Comentário de João Calvino: João 1:18

Nenhum homem jamais viu a Deus. Mais apropriado é isso acrescentado para confirmar a afirmação anterior, pois o conhecimento de Deus é a porta pela qual entramos no gozo de todas as bênçãos, e como é por Cristo que Deus se faz conhecido para nós, portanto, também segue-se que devemos procurar todas as coisas de Cristo. Essa ordem de doutrina deve ser cuidadosamente observada. Nenhuma observação parece ser mais comum do que essa, que cada um de nós recebe, de acordo com a medida de sua fé, que Deus nos oferece, mas há alguns que pensam que temos de trazer o navio da fé e do conhecimento de Deus com que nos aproximamos.

Quando ele diz que ninguém jamais viu a Deus, não devemos entendê-lo como se referindo a percepção exterior dos olhos corporais, pois ele geralmente quer dizer que, como Deus habita em luz inacessível, (1 Timóteo 6:16), ele não pode ser conhecido, a não ser em Cristo, que é Sua imagem viva. Essa passagem é geralmente explicada, portanto, que, como a majestade de Deus está escondida dentro de Si mesmo, ele nunca poderia ser compreendido, exceto na medida em que ele se revelou em Cristo e, portanto, que só em Cristo que Deus era conhecido anteriormente aos pais. Mas eu prefiro pensar que o evangelista aqui se apega a comparação já foi dita, ou seja, quanto melhor é a nossa condição, diferente da dos pais, porque Deus, que antigamente foi escondido em sua glória secreta, agora pode-se dizer que tornou-se visível, pois, certamente, quando Cristo é chamado a própria imagem de Deus, (Hebreus 1:3), este refere-se ao privilégio peculiar do Novo Testamento. Da mesma maneira, o evangelista descreve, nessa passagem, algo novo e incomum, quando ele diz que o Filho unigênito, que estava no seio do Pai, fez conhecido para nós o que antigamente estava escondido. Ele, portanto, amplia a manifestação de Deus, que foi trazida até nós por meio do evangelho, em que nos distingue dos pais, e mostra que nós somos superiores a eles; como também Paulo explica mais detalhadamente no terceiro e quarto capítulos da Segunda Epístola aos Coríntios. Pois ele afirma que agora não há mais algum véu, como existia nos termos da lei, mas que Deus é abertamente visto no rosto de Cristo.
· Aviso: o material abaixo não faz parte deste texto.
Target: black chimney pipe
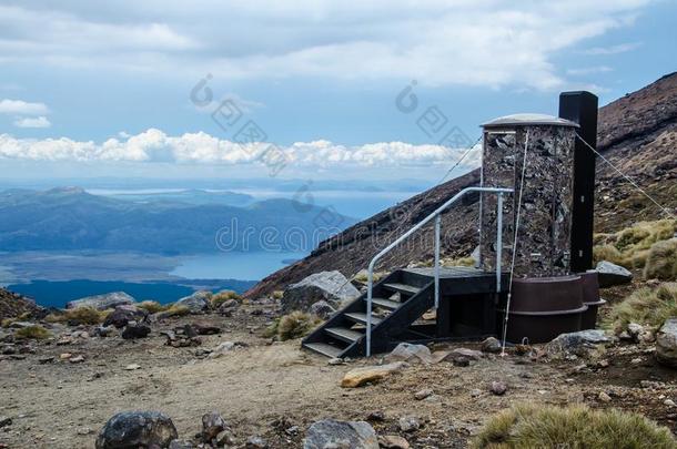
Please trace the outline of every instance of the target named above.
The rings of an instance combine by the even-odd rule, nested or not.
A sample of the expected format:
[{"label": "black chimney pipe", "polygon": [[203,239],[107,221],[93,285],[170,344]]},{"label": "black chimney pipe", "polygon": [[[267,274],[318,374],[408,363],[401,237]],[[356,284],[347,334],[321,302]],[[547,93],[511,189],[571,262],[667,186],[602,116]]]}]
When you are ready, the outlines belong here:
[{"label": "black chimney pipe", "polygon": [[[590,92],[559,94],[559,118],[578,123],[578,134],[597,149],[597,96]],[[593,268],[596,154],[579,139],[574,147],[574,205],[572,211],[572,273]]]}]

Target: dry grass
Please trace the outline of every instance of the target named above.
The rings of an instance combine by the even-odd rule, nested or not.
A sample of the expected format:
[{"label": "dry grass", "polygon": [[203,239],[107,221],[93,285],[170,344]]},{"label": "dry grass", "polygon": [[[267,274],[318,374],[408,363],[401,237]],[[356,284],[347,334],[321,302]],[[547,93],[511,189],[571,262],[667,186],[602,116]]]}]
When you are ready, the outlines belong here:
[{"label": "dry grass", "polygon": [[134,305],[139,308],[146,310],[149,314],[164,312],[171,307],[171,304],[160,304],[156,300],[142,300],[141,303]]},{"label": "dry grass", "polygon": [[655,243],[644,267],[646,279],[677,280],[677,238]]},{"label": "dry grass", "polygon": [[675,449],[670,431],[638,414],[519,405],[495,415],[474,439],[476,449]]},{"label": "dry grass", "polygon": [[97,310],[93,307],[78,307],[62,314],[51,314],[44,318],[49,323],[72,323],[75,325],[95,325],[103,323],[112,310]]},{"label": "dry grass", "polygon": [[52,333],[47,330],[42,326],[28,326],[22,327],[21,329],[14,333],[14,338],[19,339],[32,339],[32,340],[43,340],[52,336]]},{"label": "dry grass", "polygon": [[236,302],[242,302],[242,296],[240,296],[236,292],[233,290],[221,290],[215,293],[211,297],[211,303],[213,308],[219,308],[220,305],[225,303],[226,300],[235,299]]},{"label": "dry grass", "polygon": [[275,337],[280,341],[301,338],[310,334],[322,319],[303,312],[292,312],[275,320],[267,329],[267,337]]},{"label": "dry grass", "polygon": [[620,333],[630,323],[659,327],[671,317],[677,317],[677,283],[665,283],[657,288],[639,288],[616,304],[609,324]]},{"label": "dry grass", "polygon": [[[613,234],[596,234],[593,248],[595,263],[608,261],[628,269],[640,269],[647,264],[655,246],[665,251],[663,242],[669,241],[677,232],[676,220],[640,222]],[[664,277],[664,278],[675,278]]]}]

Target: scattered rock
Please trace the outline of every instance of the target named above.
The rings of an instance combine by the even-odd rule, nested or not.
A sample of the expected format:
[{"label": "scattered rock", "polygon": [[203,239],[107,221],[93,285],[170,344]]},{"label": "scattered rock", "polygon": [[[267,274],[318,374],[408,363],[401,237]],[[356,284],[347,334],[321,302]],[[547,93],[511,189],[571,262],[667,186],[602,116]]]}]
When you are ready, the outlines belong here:
[{"label": "scattered rock", "polygon": [[383,378],[400,373],[406,366],[403,361],[395,361],[388,365],[370,366],[355,368],[343,377],[341,386],[343,388],[356,388],[368,382],[377,382]]},{"label": "scattered rock", "polygon": [[415,416],[403,416],[397,420],[397,426],[403,432],[413,432],[421,427],[421,420]]},{"label": "scattered rock", "polygon": [[386,449],[410,449],[411,445],[397,435],[384,435],[378,437],[378,445]]},{"label": "scattered rock", "polygon": [[148,317],[148,310],[132,305],[122,305],[115,307],[103,322],[103,326],[114,326],[117,329],[122,329],[130,322],[143,322]]},{"label": "scattered rock", "polygon": [[484,341],[482,341],[482,351],[489,354],[498,354],[503,349],[501,341],[498,341],[495,337],[488,337]]},{"label": "scattered rock", "polygon": [[211,442],[219,433],[229,429],[225,419],[215,411],[202,416],[202,440]]},{"label": "scattered rock", "polygon": [[322,319],[327,319],[336,309],[326,300],[319,300],[311,306],[309,312]]},{"label": "scattered rock", "polygon": [[134,304],[135,302],[133,297],[124,292],[113,292],[68,302],[65,308],[92,307],[98,310],[105,310],[124,304]]},{"label": "scattered rock", "polygon": [[496,396],[503,396],[507,391],[507,385],[499,380],[494,380],[489,387],[489,391]]},{"label": "scattered rock", "polygon": [[323,419],[307,429],[303,449],[325,448],[378,449],[378,438],[367,422]]},{"label": "scattered rock", "polygon": [[122,338],[125,340],[145,338],[150,333],[151,328],[148,325],[130,322],[122,330]]},{"label": "scattered rock", "polygon": [[656,334],[656,358],[665,366],[677,368],[677,318],[666,320]]},{"label": "scattered rock", "polygon": [[385,360],[388,363],[406,361],[407,364],[424,363],[428,365],[433,363],[433,357],[427,346],[401,343],[391,354],[385,356]]},{"label": "scattered rock", "polygon": [[600,261],[595,271],[602,288],[629,284],[633,280],[633,273],[607,261]]},{"label": "scattered rock", "polygon": [[103,426],[97,449],[168,448],[178,438],[172,420],[158,411],[123,411]]},{"label": "scattered rock", "polygon": [[246,443],[244,445],[246,449],[266,449],[267,441],[259,436],[249,437],[246,439]]},{"label": "scattered rock", "polygon": [[212,303],[210,302],[211,297],[212,297],[211,292],[200,290],[200,292],[193,293],[190,296],[184,296],[183,298],[179,299],[175,304],[178,306],[188,307],[188,309],[190,310],[191,314],[202,314],[204,312],[208,312],[211,308],[211,306],[212,306]]},{"label": "scattered rock", "polygon": [[433,396],[433,390],[430,388],[425,388],[423,390],[418,390],[414,394],[414,399],[416,400],[423,400],[425,398],[427,398],[428,396]]},{"label": "scattered rock", "polygon": [[357,296],[360,296],[360,290],[341,272],[322,272],[290,285],[284,290],[280,305],[283,314],[292,310],[309,312],[311,306],[319,300],[325,300],[336,308],[341,306],[341,303]]}]

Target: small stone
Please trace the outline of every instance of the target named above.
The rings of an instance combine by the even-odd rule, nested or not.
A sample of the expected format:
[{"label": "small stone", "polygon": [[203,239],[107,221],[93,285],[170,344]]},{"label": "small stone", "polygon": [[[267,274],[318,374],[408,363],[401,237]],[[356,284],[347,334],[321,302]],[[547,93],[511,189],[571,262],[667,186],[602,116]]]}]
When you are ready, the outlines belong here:
[{"label": "small stone", "polygon": [[408,433],[413,432],[414,430],[418,430],[421,427],[421,420],[415,416],[403,416],[397,421],[397,425],[400,426],[400,430]]},{"label": "small stone", "polygon": [[266,449],[267,441],[259,436],[252,436],[246,439],[246,443],[244,445],[246,449]]},{"label": "small stone", "polygon": [[482,351],[489,354],[498,354],[503,349],[501,341],[498,341],[495,337],[488,337],[484,341],[482,341]]},{"label": "small stone", "polygon": [[425,398],[427,398],[428,396],[432,396],[432,395],[433,395],[433,390],[430,389],[430,388],[425,388],[423,390],[416,391],[414,394],[414,399],[423,400],[423,399],[425,399]]},{"label": "small stone", "polygon": [[505,382],[494,380],[489,391],[496,396],[503,396],[507,391],[507,385],[505,385]]},{"label": "small stone", "polygon": [[606,391],[599,392],[599,396],[597,396],[597,398],[603,402],[609,402],[612,400],[612,397],[607,395]]},{"label": "small stone", "polygon": [[384,435],[378,437],[378,445],[386,449],[408,449],[412,447],[407,440],[397,435]]},{"label": "small stone", "polygon": [[0,428],[11,426],[11,424],[12,424],[12,418],[10,418],[8,416],[0,416]]}]

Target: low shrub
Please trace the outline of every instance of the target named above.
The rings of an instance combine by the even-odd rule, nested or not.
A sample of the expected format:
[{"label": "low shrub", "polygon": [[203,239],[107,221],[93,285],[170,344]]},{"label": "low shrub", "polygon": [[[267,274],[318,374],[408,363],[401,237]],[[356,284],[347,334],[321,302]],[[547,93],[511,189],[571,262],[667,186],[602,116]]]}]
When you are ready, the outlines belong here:
[{"label": "low shrub", "polygon": [[677,283],[665,283],[657,288],[639,288],[614,305],[609,323],[620,333],[630,323],[659,327],[671,317],[677,317]]},{"label": "low shrub", "polygon": [[14,338],[19,339],[33,339],[33,340],[43,340],[52,336],[52,333],[47,330],[42,326],[28,326],[22,327],[21,329],[14,333]]},{"label": "low shrub", "polygon": [[267,329],[267,337],[276,337],[280,341],[301,338],[310,334],[322,320],[303,312],[292,312],[275,320]]},{"label": "low shrub", "polygon": [[472,447],[674,449],[676,445],[669,429],[638,414],[593,410],[582,405],[518,405],[492,417]]},{"label": "low shrub", "polygon": [[242,300],[242,296],[240,296],[236,292],[233,290],[221,290],[212,295],[210,299],[213,308],[219,308],[220,305],[225,303],[229,299],[235,299],[238,302]]},{"label": "low shrub", "polygon": [[146,310],[149,314],[156,314],[158,312],[164,312],[171,307],[171,305],[160,304],[156,300],[142,300],[135,305],[139,308]]},{"label": "low shrub", "polygon": [[677,280],[677,238],[655,243],[644,266],[646,279]]},{"label": "low shrub", "polygon": [[72,323],[74,325],[95,325],[103,323],[112,310],[97,310],[93,307],[78,307],[63,310],[61,314],[48,315],[49,323]]}]

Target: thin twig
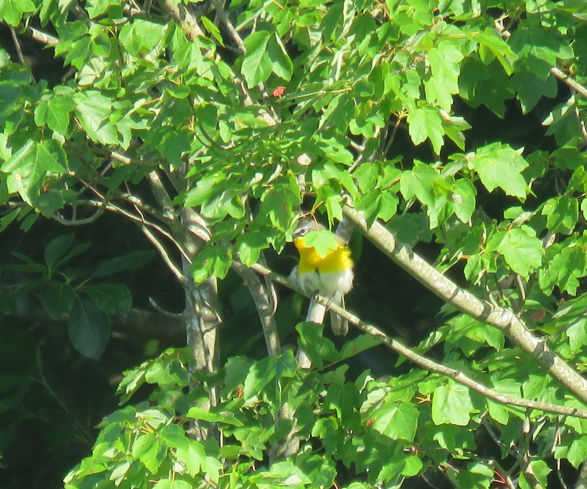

Se é razoável pensar que os pais estavam privados do conhecimento de Deus, a quem os profetas deles diariamente iam segurando a tocha, eu respondo, que o que é atribuído a nós não é simples ou absolutamente negado a eles, mas que é feita uma comparação entre a menor e a maior, como se diz, porque eles não tinham nada mais do que as pequenas centelhas da verdadeira luz, o brilho total do dia que brilha em torno de nós. Se alguém se opõem por dizer que na época eles também viam Deus face a face, (Gênesis 32:30, Deuteronômio 34:10), eu sustento que esta visão não é de todo a ser comparado com a nossa; mas como Deus estava acostumado à essa altura a exibir-se assim de maneira obscura e, por assim dizer, de longe, aqueles a quem ele foi mais claramente revelado se diz que o veem face a face.

Eles dizem isso com referência a seu próprio tempo; mas eles não viam Deus de qualquer outra forma, do que embrulhado em muitas figuras e cerimônias. [“figuras Enveloppemens et de cerimônias.”] Essa visão que Moisés obteve na montanha foi notável e mais excelente do que quase todo o resto, e ainda Deus declara expressamente,...

 Não serás capaz de ver o meu rosto, só verás minhas costas
(Êxodo 33:23;)

Por qual metáfora ele mostra que o tempo para uma revelação clara e completa ainda não havia chegado. Deve ser observado também que, quando os pais desejavam contemplar a Deus, eles sempre voltavam seus olhos para Cristo. Eu não quero dizer que eles viram a Deus na sua Fala Eterno, mas também que eles foram, com toda sua mente e com todo seu coração, direcionados para a manifestação da promessa de Cristo. Por esta razão, vemos que Cristo disse depois,...

Abraão viu o meu dia,
(João 8:56;)

E o que é subordinado não é contraditório. É, portanto, um princípio fixo, que Deus, que antigamente era invisível, tem agora fez-se visível em Cristo.


Quando ele diz que o filho estava no seio do Pai, a metáfora é emprestada de homens, que são ditos como recebendo no seu seio aqueles a quem eles comunicam todos os seus segredos. O seio é a sede do conselho. Ele, portanto, mostra que o Filho estava familiarizado com os segredos mais ocultos de seu Pai, a fim de informar-nos que temos o seio de Deus, como se fosse submetido a nós no Evangelho.